To make the customer support ticket resolution process as streamlined as possible, our Customer Obsession Engineering team designed and developed a new web application to help solve customer support tickets with aggregated data hydrated across Uber’s tech stack. We designed a backend library to handle the data hydration, fetching and adapting different pieces of data to complete the contact object. While the back-end data library worked well with just a few dozen services, as more lines of business onboarded onto the platform various technical pain points arose, including a slowdown in developer velocity, fan-out complexity, and error handling.
After considering multiple replacement hydration solutions, we landed on GraphQL, an open source query language for APIs. GraphQL can interpret the structure of our data sources and delivers only the information needed to resolve an issue, reducing throughput on our Customer Care Platform.
Integrating GraphQL significantly decreased the amount of code engineers have to write to add new features, streamlining the development of these features to benefit Uber’s users.
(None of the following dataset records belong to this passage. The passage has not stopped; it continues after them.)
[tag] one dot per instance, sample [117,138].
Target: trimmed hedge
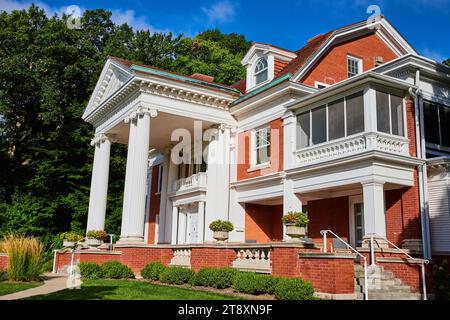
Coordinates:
[217,278]
[116,270]
[253,283]
[153,270]
[176,275]
[90,270]
[293,289]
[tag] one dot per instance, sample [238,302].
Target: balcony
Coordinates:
[348,146]
[194,182]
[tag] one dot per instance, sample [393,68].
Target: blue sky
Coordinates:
[289,24]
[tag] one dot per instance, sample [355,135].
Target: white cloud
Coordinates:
[118,16]
[220,12]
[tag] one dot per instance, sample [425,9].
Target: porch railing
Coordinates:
[198,180]
[352,145]
[422,262]
[324,234]
[253,259]
[181,258]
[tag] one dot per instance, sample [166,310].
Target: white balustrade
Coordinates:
[352,145]
[253,259]
[198,180]
[181,258]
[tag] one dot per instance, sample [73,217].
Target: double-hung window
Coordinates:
[354,66]
[261,146]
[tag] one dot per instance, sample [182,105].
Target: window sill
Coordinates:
[259,167]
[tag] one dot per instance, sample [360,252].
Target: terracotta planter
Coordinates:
[295,232]
[68,244]
[220,235]
[92,242]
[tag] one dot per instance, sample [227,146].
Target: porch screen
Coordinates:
[355,113]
It also made it possible to source contributions from software engineers across Uber without requiring extensive training, allowing us to increase developer productivity.
Sourcing data
Our Customer Obsession agents typically review a dashboard full of information when they resolve customer support tickets. We call this the solution context because it gives them the data they need to determine the path to a successful resolution.To personalize each interaction with our support agents, the platform builds the solution context from a large set of available data, such as trip destination or route, payment type, and whether the customer is a driver-partner, rider, eater, or restaurant, to name a few categories.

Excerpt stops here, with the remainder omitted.